Department of Diabetes and Metabolic Diseases, Graduate School of Medicine, The University of Tokyo, Tokyo, 113-8655, Japan.
Translational Systems Biology and Medicine Initiative (TSBMI), The University of Tokyo, Tokyo, 113-8655, Japan.
Nat Commun. 2019 Feb 27;10(1):947. doi: 10.1038/s41467-019-08591-6.
Dynamic metabolic changes occur in the liver during the transition between fasting and feeding. Here we show that transient ER stress responses in the liver following feeding terminated by Sdf2l1 are essential for normal glucose and lipid homeostasis. Sdf2l1 regulates ERAD through interaction with a trafficking protein, TMED10. Suppression of Sdf2l1 expression in the liver results in insulin resistance and increases triglyceride content with sustained ER stress. In obese and diabetic mice, Sdf2l1 is downregulated due to decreased levels of nuclear XBP-1s, whereas restoration of Sdf2l1 expression ameliorates glucose intolerance and fatty liver with decreased ER stress. In diabetic patients, insufficient induction of Sdf2l1 correlates with progression of insulin resistance and steatohepatitis. Therefore, failure to build an ER stress response in the liver may be a causal factor in obesity-related diabetes and nonalcoholic steatohepatitis, for which Sdf2l1 could serve as a therapeutic target and sensitive biomarker.

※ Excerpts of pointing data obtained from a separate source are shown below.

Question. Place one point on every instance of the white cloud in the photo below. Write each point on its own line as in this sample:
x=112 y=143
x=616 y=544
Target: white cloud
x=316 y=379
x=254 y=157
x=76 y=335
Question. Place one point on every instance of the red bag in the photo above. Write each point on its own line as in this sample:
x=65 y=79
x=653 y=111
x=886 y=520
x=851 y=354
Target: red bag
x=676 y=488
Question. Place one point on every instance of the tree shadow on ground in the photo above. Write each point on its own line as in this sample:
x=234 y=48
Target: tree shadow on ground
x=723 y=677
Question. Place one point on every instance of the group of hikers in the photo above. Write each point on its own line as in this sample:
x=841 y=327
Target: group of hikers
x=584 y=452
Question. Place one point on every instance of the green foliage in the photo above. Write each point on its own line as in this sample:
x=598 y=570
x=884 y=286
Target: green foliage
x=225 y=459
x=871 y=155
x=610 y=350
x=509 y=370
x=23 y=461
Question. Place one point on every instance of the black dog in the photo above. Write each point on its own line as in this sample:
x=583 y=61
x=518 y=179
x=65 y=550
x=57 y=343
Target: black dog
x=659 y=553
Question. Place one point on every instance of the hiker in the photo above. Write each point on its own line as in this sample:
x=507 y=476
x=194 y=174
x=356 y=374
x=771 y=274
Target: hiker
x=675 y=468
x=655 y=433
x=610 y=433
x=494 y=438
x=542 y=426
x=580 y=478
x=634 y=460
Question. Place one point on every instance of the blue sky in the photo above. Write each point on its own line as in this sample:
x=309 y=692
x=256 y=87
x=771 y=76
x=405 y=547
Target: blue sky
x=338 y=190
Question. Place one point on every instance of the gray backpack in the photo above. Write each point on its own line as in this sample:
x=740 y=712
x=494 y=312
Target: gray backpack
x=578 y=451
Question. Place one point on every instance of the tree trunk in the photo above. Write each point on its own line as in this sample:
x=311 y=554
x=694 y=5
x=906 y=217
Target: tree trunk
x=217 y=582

在禁食和进食之间,肝脏会发生动态代谢变化。在这里,我们发现进食终止后肝内质网应激反应是 Sdf2l1 维持正常血糖和脂质稳态所必需的。Sdf2l1 通过与一种运输蛋白 TMED10 相互作用来调节 ERAD。肝脏中 Sdf2l1 表达的抑制会导致胰岛素抵抗,并伴有持续的内质网应激增加甘油三酯含量。在肥胖和糖尿病小鼠中,由于核 XBP-1s 水平降低,Sdf2l1 的表达下调,而 Sdf2l1 表达的恢复则可改善葡萄糖不耐受和脂肪肝,同时降低内质网应激。在糖尿病患者中,Sdf2l1 诱导不足与胰岛素抵抗和脂肪性肝炎的进展相关。因此,肝脏内质网应激反应的缺失可能是肥胖相关糖尿病和非酒精性脂肪性肝炎的一个因果因素,Sdf2l1 可以作为一种治疗靶点和敏感的生物标志物。